Will people meeting in person for the first time press their wrists together
to exchange public keys?  Will those who refuse to participate in rituals of
authentication be frowned upon?  And will such tokens become valuable
commodities--valuable enough to steal and trade in the underworld?  Sounds
like the subject for an interesting science fiction novel.]

M.E.Kabay/DirEd/Natl Computer Security Assn (Carlisle, PA)


Summary of Der Speigel interview with Bernard Ziegler, Airbus Ind.

Peter Ladkin <Peter.Ladkin@loria.fr>
Sat, 20 Aug 1994 21:32:45 +0200
The German newsweekly Der Spiegel, issue 33 (1994) dated 15 Aug 94, contains
an interview with Bernard Ziegler, described as Technical Director of Airbus
Industrie, responsible for flight test and certification (`Zulassung') of all
Airbus aircraft.  There is a short background statement concerning the
accidents on pp160-161, and the interview is on pp161-164.

The interview focuses on the reliability of Airbus aircraft, in the light of
the following crashes: Bangalore, Feb 90 (A320: landed short of the runway in
clear weather, 92 dead); Strasbourg, Jan 92 (A320 descended into a hill in
clouds on a backcourse approach to the airport, 87 dead); Warsaw, Sep 93
(A320, landing in a thunderstorm, overran the runway, 2 dead, many injured);
Nagoya, Apr 94 (A300, copilot and autopilot in control conflict, eventually
nose rose at an extreme angle and the plane stalled, crashing tail first onto
the ground, 246 dead); Toulouse-Blagnac Jun 94 (A330, testing engine-out
go-arounds, stalled and crashed, 7 dead including the Airbus chief test
pilot).

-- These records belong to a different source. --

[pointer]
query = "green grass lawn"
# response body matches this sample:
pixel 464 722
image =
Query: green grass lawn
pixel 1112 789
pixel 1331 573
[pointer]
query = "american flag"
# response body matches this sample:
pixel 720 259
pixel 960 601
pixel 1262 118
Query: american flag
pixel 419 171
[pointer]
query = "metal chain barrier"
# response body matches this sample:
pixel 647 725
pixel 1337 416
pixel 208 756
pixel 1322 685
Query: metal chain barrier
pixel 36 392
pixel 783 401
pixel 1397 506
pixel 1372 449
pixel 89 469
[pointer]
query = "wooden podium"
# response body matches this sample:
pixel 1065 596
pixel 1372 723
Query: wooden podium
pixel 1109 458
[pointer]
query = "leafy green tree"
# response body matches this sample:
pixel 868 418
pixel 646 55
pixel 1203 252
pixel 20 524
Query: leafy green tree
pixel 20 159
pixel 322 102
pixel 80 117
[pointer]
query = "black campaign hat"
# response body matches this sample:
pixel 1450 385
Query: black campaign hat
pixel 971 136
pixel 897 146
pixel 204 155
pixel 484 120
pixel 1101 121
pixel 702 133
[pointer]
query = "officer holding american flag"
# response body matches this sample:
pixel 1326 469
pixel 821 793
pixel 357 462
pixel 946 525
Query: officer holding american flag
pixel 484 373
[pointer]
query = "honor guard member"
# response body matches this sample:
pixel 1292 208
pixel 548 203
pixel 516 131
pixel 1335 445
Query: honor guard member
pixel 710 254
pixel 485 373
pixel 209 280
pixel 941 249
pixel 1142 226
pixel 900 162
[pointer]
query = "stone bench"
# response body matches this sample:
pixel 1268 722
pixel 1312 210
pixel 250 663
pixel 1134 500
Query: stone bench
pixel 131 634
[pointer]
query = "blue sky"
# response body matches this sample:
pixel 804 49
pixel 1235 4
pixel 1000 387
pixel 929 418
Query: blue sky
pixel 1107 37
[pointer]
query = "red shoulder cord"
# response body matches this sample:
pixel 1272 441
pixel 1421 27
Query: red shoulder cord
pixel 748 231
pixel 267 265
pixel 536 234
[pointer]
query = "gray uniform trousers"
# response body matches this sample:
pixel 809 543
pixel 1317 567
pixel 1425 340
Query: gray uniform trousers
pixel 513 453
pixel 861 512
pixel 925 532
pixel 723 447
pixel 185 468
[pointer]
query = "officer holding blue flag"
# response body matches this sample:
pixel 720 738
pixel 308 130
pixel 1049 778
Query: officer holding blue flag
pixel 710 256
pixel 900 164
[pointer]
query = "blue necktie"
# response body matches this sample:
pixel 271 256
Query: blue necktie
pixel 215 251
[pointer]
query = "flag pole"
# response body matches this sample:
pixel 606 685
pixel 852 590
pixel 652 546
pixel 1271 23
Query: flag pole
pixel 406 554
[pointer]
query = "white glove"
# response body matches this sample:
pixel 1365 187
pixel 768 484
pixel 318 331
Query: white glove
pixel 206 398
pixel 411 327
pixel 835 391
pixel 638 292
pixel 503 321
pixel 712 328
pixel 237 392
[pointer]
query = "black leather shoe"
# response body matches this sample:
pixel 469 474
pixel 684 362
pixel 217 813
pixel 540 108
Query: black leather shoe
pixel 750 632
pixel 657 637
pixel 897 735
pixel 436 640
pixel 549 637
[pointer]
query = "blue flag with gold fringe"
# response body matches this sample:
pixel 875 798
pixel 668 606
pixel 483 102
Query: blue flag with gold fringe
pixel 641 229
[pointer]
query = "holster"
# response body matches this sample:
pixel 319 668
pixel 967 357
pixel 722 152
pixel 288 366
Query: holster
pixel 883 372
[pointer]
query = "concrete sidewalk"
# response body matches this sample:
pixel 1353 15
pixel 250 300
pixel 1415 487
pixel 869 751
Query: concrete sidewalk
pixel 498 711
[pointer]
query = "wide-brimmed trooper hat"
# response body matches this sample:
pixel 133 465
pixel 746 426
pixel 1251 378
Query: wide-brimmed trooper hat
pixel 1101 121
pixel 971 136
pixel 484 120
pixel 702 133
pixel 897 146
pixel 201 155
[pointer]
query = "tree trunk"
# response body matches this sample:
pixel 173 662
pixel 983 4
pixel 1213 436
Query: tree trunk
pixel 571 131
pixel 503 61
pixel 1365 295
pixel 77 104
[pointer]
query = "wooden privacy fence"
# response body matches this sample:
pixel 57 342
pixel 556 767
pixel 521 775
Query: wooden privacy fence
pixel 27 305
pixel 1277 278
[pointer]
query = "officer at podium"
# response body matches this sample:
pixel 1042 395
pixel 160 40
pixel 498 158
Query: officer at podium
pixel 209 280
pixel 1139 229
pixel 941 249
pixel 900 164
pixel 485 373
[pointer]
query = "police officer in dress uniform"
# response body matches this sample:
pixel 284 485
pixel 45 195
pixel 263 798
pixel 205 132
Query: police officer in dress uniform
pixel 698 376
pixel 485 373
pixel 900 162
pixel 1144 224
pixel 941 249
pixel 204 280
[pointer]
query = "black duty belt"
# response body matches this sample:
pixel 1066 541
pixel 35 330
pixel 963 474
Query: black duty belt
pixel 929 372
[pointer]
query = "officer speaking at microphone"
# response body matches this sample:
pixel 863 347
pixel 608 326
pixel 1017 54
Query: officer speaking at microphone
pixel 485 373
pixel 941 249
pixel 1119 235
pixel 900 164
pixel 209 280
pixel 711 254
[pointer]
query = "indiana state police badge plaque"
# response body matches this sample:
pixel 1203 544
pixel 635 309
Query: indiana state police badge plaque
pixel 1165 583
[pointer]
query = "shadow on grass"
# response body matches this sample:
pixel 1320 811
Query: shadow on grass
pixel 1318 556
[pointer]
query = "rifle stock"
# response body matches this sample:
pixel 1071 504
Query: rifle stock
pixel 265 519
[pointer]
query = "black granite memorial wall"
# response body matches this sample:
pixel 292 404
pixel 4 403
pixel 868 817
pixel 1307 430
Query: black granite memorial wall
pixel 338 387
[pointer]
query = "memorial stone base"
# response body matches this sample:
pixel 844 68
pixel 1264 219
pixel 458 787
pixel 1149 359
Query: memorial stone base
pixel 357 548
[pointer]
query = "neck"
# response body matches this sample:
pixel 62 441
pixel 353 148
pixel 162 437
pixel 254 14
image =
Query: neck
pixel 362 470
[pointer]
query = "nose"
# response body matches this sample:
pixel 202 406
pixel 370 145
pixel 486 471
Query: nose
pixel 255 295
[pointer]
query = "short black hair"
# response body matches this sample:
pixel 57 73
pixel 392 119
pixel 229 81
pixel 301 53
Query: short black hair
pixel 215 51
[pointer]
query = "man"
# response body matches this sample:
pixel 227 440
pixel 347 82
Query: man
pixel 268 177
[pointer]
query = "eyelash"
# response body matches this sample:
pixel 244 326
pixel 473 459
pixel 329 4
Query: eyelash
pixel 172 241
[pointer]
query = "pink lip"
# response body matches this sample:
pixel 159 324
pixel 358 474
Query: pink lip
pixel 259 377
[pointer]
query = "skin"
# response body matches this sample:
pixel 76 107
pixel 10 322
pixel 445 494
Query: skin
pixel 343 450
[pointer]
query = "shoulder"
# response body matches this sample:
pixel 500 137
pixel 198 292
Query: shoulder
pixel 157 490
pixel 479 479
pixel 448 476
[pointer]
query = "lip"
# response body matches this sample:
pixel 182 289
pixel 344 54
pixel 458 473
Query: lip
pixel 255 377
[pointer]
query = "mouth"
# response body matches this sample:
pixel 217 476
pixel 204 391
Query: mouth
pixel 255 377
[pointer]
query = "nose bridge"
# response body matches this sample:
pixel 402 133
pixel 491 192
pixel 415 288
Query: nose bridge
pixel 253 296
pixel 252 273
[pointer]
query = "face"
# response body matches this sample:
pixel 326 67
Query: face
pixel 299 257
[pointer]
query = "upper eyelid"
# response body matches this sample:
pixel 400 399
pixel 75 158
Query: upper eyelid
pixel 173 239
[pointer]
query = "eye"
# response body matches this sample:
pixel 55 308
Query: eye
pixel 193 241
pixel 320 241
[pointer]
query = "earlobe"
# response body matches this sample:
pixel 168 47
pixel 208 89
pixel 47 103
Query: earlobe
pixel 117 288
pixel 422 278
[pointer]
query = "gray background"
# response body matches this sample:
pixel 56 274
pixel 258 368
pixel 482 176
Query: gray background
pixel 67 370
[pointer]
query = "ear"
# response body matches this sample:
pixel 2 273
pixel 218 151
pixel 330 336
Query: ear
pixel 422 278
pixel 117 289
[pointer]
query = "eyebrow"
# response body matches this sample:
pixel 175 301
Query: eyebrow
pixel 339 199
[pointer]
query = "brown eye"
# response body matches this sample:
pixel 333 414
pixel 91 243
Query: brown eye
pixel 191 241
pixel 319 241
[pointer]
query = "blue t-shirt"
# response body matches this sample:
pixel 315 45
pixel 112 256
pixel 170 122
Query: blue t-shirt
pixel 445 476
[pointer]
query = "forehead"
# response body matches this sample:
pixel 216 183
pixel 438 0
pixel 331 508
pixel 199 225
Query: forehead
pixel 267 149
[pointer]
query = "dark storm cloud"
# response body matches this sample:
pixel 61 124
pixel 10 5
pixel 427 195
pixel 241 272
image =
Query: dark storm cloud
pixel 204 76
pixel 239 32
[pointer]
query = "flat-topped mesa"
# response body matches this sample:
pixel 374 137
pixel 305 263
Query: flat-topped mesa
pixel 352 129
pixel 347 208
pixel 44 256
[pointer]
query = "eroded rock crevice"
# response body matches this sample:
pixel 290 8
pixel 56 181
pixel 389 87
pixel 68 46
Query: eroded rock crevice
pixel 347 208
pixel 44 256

The Habsheim A320 accident is not mentioned. The header to the intro
says:

"Airbus Industrie is under pressure. Twelve total-losses since 1987 with 815
dead have awakened doubts about the concept of airplanes dependent on
electronics [`elektronisch hochgeruesteten Flugzeuge'].  Do technical failures
contribute to the series of accidents? Or are pilots overextended by the
`flying computers'?"

Here is a summary of what I surmise are the salient parts of the interview for
RISKS readers.

[begin summary]

Ziegler says they've had a lot of bad luck recently, contrasted with the first
14 accident-free years (except for the Iranian Airbus shot down by the US
Navy). But he suggests comparing the record of the A320 with that of the B727,
B737 or DC9 when they were introduced.  He says that Airbus is 30 per cent
better than the average of all builders - but he wants to be 100 per cent
better. He says there's no reason to change the Airbus `philosophy' of taking
over some of the pilot's tasks by computer, pointing out that all of the new
technology developed by Airbus, from `glass cockpit' to new types of
autopilot, has been followed by `all the others'. And, `[..] the pilot still
has the last decision. Whoever suggests the contrary doesn't know what they're
talking about.'

They discuss the problems in Warsaw concerning the late deployment of
airbrakes and thrust reverse, concerning which he points out that (a) it's a
requirement for all modern airplanes that deployment is not enabled until the
plane is firmly on the ground; and (b) there are particular limits on landing,
for example not when a tailwind is stronger than 10 knots, or when the landing
speed is too high. In Warsaw, these boundaries, which were carefully
ascertained in test flights, were crossed. Also, runway overrun is one of the
`classical' airplane accidents, regardless of type. When asked why the Polish
investigators singled out late deployment of airbrakes and reversers, he noted
that the report also misses important details, including the problem with the
false weather information given to the pilots, and notes that many of the
Polish recommendations contradict various requirements of the air transport
supervisory authorities. He said that the level of the compression sensors on
the landing gear, and the landing logic, has been changed for Lufthansa at the
request of the client, but that only an expert can tell the difference between
the old and the new landing logic.

There follows a discussion about computers vs other kinds of flight control,
during which he says that there is in principle no difference between more
traditional methods of control and the fly-by-wire of the A320, and that it's
an illusion to believe that there's ever a direct connection between the
pilot's hand and the behavior of an airplane - flying is in this sense
something artificial.

He says that there are always ways to improve airplanes, and they remain in
close contact with the clients to make such improvements.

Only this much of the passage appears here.